Human mitochondrial ATP synthase is an enzyme containing 18 unlike subunits located in the inner mitochondrial membrane (IMM), where the catalytic F1 domain extends into the mitochondrial matrix and the FO domain, which contains the c8-ring rotor, the a-subunit and the supernumerary subunits, is anchored in the IMM. All the subunits, apart from the a- and A6L-subunits, are encoded in the nucleus and require transport into the mitochondria before being assembled. The a- and A6L-subunits are encoded on the mitochondrial genome. The respiratory complexes generate the proton motive force (PMF), which ATP synthase uses to generate ATP from ADP and Pi. Rotation of the α- and β-subunits with the central stalk γ-, δ- and ε-subunits is prevented by coupling the F1 domain to the FO domain via the peripheral stalk (the OSCP-, F6-, d- and b-subunits). ATP hydrolysis is prevented by the natural inhibitor of the enzyme, IF1, binding to the F1 domain. In addition to the aand, b-subunits, the FO domain contains the c8-ring and six supernumerary subunits not involved in the catalytic activity of ATP synthase.
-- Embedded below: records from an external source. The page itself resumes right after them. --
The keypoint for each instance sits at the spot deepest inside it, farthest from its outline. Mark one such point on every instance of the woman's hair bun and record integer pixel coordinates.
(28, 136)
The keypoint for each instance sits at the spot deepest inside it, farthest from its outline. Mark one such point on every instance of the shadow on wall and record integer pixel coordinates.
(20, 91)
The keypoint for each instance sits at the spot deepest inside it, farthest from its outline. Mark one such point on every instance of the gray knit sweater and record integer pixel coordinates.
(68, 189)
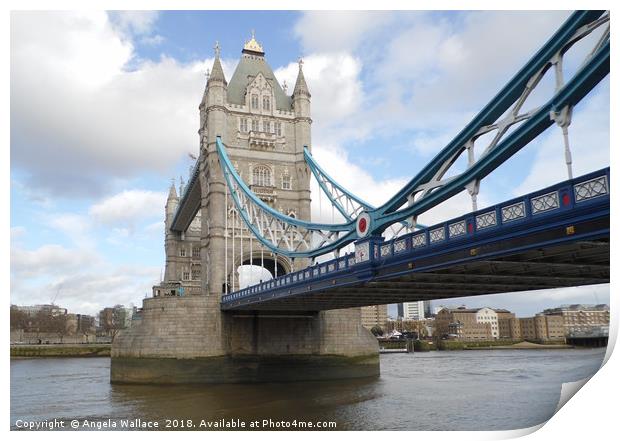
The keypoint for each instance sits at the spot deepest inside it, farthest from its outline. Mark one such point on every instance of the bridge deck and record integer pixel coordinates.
(559, 243)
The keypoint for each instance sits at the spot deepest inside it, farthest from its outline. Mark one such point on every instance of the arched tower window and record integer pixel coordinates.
(261, 176)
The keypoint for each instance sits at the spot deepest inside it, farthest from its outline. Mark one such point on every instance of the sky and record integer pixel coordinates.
(104, 113)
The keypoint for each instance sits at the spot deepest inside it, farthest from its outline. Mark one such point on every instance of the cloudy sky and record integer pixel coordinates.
(104, 111)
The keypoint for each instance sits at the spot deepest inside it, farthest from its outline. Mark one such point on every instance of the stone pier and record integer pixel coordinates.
(177, 341)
The roles of five of these subunits in the assembly of ATP synthase, the e-, f-, g-, DAPIT- and 6.8 kDa proteolipid-subunits, were investigated by suppressing or disrupting their expression individually. The e-subunit is the first of the supernumerary subunits to assemble, then the g-subunit followed by the f-, 6.8 kDa proteolipid- and DAPIT-subunits. All five supernumerary subunits investigated were required to facilitate the dimerisation and oligomerisation of ATP synthase. The e-, f- and g-subunits were found to be important for maintaining mitochondrial respiratory capacity.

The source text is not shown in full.